Cascades and clusters

What do we mean by a densly connected community?

  • A cluster of density p is a set of nodes such that each node in the set has at least a p fraction of its network neighbors in the set (E & K, 574)

How do clusters interact with cascades?

  • Claim: Consider a set of initial adopters of behaviour A, with a threshhold of q for nodes in the remaining network to adopt behaviour A.
    • (i) if the remaining network contains a cluster of density greater than 1- q, then the set of initial adopters will not cause a complete cascade.
    • (ii) moreover, whenever a set of intial adopters does not cause a complete cascade with threshold q, the remaining network must contain a clust of density greater than 1-q. E & K, 575+

Are the above statements true? Demonstrate it!

How do you think that the strength of ties affects diffusion?

Extending the model

In the real world, this model doesn't hold up. For example, some nodes are more influential than others, and some are more easily influenced than others.
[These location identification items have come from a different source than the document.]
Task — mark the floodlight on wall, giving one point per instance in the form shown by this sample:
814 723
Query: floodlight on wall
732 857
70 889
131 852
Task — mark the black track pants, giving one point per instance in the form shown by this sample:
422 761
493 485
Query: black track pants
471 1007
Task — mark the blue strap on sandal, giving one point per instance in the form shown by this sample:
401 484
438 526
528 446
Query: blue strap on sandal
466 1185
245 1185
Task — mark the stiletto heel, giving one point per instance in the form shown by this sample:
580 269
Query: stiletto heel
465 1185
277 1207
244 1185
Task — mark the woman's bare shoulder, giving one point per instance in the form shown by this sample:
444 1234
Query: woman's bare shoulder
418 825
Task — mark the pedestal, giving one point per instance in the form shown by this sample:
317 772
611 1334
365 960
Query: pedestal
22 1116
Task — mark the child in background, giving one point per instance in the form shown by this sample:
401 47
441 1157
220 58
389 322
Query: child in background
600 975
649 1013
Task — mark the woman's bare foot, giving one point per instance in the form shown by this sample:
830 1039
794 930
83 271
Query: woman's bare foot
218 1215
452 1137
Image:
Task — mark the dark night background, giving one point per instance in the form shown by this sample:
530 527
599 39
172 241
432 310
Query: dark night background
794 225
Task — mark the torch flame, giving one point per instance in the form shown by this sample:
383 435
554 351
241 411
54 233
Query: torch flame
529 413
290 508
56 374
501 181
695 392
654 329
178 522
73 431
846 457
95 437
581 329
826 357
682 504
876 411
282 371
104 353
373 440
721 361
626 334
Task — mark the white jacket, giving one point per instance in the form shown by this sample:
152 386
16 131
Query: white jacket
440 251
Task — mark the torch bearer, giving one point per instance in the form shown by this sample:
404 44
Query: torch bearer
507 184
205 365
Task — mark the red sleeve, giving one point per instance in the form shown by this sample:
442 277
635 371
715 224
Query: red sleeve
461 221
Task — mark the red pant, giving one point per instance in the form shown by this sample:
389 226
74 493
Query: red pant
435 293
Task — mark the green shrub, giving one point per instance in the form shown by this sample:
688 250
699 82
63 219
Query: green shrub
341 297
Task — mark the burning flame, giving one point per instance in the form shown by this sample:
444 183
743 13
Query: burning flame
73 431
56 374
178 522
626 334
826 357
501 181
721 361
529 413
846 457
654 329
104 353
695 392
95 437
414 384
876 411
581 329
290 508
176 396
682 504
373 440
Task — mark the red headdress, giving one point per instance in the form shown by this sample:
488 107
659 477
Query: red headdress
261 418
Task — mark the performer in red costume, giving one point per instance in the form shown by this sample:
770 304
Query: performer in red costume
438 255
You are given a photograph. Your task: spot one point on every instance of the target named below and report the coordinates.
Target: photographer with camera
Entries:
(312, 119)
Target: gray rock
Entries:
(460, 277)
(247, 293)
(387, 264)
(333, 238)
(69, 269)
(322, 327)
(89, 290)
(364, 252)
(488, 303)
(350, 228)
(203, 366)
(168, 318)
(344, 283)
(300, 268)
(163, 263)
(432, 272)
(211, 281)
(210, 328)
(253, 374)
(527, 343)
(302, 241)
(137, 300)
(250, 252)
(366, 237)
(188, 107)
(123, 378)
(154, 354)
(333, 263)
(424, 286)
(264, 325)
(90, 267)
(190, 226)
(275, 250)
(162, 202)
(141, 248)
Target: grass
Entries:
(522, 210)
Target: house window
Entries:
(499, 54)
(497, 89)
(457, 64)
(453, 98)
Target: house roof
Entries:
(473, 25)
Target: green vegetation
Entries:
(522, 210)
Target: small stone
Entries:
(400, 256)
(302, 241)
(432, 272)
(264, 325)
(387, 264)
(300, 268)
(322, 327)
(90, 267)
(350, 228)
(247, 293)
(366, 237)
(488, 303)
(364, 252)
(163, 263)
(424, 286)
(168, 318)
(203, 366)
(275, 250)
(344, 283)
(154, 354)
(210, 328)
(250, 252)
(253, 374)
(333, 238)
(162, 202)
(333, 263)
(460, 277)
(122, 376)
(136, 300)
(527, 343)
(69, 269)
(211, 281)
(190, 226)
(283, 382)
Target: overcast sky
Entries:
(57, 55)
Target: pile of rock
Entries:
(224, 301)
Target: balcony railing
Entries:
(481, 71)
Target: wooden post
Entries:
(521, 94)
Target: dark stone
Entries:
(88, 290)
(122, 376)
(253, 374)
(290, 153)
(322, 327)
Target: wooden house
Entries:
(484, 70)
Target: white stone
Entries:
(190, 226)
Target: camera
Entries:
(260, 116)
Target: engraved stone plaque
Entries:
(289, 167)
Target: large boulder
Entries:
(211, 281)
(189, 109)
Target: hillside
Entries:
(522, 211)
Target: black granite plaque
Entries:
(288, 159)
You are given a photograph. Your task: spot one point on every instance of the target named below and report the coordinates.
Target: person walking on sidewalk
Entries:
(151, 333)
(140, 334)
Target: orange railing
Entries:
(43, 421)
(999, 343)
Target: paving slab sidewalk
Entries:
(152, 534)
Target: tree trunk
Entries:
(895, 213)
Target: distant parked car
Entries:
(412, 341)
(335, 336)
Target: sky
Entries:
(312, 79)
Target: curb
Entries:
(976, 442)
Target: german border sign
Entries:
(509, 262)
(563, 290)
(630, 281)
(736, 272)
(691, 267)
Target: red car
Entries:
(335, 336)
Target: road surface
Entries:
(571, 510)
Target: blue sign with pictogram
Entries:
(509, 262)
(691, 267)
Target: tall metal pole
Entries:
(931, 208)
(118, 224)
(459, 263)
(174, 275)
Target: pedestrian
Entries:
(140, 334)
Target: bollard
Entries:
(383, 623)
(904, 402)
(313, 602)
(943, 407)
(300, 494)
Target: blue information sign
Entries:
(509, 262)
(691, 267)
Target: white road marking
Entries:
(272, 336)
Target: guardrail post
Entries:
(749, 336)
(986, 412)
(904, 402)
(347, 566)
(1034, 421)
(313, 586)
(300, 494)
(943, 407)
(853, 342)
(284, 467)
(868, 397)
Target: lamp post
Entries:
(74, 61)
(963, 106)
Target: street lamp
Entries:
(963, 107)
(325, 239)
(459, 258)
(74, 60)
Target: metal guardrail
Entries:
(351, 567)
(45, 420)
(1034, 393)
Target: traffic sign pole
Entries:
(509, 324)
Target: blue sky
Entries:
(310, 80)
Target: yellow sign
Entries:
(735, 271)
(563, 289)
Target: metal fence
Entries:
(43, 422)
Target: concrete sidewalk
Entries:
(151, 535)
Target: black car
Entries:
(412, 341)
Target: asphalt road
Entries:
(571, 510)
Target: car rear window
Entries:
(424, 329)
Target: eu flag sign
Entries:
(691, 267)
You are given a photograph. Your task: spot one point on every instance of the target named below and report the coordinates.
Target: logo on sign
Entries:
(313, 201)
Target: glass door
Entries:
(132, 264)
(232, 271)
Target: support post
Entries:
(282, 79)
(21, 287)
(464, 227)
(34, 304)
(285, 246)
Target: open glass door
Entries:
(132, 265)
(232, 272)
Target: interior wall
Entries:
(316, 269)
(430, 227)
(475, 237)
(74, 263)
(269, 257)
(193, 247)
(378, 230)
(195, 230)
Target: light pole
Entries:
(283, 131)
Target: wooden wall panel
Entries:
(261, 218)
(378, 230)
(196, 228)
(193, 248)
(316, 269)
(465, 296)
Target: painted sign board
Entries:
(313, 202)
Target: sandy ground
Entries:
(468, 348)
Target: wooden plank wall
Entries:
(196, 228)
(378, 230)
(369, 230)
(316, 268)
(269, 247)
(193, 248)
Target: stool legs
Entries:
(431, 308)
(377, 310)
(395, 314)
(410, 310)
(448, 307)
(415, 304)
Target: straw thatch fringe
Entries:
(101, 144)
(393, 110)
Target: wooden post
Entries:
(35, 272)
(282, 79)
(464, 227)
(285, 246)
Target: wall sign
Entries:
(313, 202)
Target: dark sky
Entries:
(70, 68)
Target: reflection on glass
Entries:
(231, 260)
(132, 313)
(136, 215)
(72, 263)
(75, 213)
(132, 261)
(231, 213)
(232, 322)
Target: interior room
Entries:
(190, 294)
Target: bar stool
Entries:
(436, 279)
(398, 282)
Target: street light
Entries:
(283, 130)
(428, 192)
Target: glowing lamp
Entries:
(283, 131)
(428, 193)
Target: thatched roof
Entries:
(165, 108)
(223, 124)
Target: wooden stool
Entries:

To compensate, we can say that payoff varies node by node:

  • $q_v = \frac{b_v}{a_v + b_v}$

Knowledge and collective action

In a collective action situation cross network collabortation is important and the underlying social network serves to transmit information about people's willingness to particpate.

  • Activities that present benefits only if a large quantity of people particpate.

  • Pluralistic ignorance is people have wildly erroneous estimates about the prevalence of certain opinions in the population at large.

  • How does network structure affect decisions about collective action?